Chicken chow mein
In collaboration with
Trois fois par jour
15 min Prepping
20 min Cooking
- 2 Exceldor chicken breasts, cut into strips
- 4 portions of long egg noodles
- A drizzle of sesame oil
- A drizzle of vegetable oil
- 1 yellow onion, chopped
- 1 pepper, cut into strips
- 1 carrot, cut into wedges
- 1 tray of shiitake mushrooms, sliced
- 2 cups of chicken broth
- ¼ cup soy sauce
- ¼ cup hoisin sauce
- 2 tbsp. sesame oil
Note: You can use a different selection of vegetables for variety. Sprouted beans, broccoli florets, snow peas or sweet peas, celery would be delicious in this recipe too!
Click the steps to erase them.
- Cook the noodles in a pot of boiling water, then drain and rinse in cold water. Add a thin drizzle of sesame oil, mix, and set aside.
- In a large measuring cup, combine all the ingredients “for the sauce”. Set aside.
- Heat a drizzle of vegetable oil in a wok or large, high-sided pan. Add chicken strips and cook for a few minutes, stirring, until they are thoroughly cooked.

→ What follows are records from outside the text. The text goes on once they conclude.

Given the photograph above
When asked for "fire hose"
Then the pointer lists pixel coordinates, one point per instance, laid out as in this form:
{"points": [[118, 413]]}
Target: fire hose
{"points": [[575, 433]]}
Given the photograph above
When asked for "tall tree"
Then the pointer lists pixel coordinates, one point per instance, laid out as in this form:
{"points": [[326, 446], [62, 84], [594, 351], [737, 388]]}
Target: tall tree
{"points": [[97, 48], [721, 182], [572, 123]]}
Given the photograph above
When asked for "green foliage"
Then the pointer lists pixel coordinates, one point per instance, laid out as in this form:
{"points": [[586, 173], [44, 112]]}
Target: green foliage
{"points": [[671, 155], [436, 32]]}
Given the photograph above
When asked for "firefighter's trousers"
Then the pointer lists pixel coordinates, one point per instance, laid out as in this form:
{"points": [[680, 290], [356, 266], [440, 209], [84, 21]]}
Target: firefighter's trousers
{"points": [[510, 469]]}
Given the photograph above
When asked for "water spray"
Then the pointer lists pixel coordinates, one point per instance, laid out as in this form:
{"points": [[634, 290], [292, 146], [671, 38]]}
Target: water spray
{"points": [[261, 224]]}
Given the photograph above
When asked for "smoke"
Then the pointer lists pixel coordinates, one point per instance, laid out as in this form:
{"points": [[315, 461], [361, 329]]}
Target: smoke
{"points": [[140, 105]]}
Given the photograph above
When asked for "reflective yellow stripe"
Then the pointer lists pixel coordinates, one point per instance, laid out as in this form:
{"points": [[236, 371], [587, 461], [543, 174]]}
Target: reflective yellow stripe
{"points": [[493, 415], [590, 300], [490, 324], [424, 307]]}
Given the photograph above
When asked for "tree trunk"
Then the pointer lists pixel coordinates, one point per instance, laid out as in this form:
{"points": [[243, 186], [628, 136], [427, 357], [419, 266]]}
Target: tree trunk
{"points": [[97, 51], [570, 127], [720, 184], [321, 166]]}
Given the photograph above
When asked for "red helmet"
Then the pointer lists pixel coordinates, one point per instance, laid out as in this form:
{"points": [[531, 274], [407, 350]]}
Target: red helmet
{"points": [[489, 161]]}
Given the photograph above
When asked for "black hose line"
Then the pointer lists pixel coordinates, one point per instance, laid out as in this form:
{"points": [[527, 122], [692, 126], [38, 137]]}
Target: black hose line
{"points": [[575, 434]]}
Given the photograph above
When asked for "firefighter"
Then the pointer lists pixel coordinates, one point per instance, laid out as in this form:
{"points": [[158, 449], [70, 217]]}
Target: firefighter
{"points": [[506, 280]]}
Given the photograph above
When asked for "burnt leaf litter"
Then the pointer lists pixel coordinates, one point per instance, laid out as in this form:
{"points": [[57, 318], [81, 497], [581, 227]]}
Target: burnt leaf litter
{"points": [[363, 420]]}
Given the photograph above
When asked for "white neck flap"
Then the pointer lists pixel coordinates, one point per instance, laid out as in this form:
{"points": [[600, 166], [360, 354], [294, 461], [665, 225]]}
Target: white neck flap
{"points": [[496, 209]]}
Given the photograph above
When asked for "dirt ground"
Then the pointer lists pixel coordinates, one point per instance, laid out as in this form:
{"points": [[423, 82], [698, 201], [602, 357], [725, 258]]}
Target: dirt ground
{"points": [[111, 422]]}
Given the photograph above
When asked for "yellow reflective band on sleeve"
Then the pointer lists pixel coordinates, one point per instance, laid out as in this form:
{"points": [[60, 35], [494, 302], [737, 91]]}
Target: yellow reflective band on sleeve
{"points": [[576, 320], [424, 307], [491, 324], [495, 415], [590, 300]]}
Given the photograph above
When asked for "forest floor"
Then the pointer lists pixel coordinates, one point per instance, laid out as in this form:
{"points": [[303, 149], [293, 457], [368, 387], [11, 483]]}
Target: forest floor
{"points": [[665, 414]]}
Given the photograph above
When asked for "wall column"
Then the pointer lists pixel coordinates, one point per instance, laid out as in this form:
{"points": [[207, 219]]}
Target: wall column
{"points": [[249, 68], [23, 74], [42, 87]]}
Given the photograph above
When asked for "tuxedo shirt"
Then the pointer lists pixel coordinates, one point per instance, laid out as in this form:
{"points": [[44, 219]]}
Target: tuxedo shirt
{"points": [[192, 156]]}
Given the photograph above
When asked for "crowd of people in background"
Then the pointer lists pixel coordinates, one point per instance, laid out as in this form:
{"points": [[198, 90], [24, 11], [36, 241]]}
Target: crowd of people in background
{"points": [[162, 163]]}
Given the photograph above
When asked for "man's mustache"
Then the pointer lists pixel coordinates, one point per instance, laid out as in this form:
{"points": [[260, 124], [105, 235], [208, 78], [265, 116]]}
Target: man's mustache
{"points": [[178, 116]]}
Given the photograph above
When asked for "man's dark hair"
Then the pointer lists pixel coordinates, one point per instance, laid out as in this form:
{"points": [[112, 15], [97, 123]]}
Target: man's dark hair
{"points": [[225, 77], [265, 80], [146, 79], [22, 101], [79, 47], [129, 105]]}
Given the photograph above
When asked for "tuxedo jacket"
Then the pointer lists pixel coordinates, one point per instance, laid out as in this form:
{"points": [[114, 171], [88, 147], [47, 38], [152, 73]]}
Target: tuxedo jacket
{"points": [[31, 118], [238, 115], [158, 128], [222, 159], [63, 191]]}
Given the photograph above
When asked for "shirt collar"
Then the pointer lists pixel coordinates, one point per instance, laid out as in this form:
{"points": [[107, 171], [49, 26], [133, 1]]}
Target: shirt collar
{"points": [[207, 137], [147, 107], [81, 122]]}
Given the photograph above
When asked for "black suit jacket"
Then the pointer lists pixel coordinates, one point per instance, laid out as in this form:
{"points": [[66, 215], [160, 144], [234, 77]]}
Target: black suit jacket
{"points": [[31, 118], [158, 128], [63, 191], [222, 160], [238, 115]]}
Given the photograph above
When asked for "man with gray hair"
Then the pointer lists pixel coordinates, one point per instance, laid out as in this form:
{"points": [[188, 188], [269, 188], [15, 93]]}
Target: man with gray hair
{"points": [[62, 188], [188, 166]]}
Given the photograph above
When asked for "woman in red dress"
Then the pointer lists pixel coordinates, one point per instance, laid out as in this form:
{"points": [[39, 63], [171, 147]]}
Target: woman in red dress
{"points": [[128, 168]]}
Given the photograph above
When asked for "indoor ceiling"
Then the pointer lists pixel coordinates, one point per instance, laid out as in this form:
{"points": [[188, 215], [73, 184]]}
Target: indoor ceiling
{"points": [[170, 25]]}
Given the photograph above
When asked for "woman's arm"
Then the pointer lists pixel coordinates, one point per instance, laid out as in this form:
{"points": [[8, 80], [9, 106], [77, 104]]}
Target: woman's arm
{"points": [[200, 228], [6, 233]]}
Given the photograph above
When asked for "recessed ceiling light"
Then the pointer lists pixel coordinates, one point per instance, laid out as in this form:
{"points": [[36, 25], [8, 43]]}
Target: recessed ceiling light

- Add the onion, pepper, carrot, and shiitake mushrooms and cook while stirring, until the vegetables are al dente. Pour the vegetables and chicken into a plate.
- Pour a drizzle of oil into the wok, add the reserved cooled noodles and stir-fry for 1-2 minutes, stirring with tongs. Add the sauce and stir.
- Add the vegetables and chicken, stir again to blend well, adjust the seasoning, and serve hot.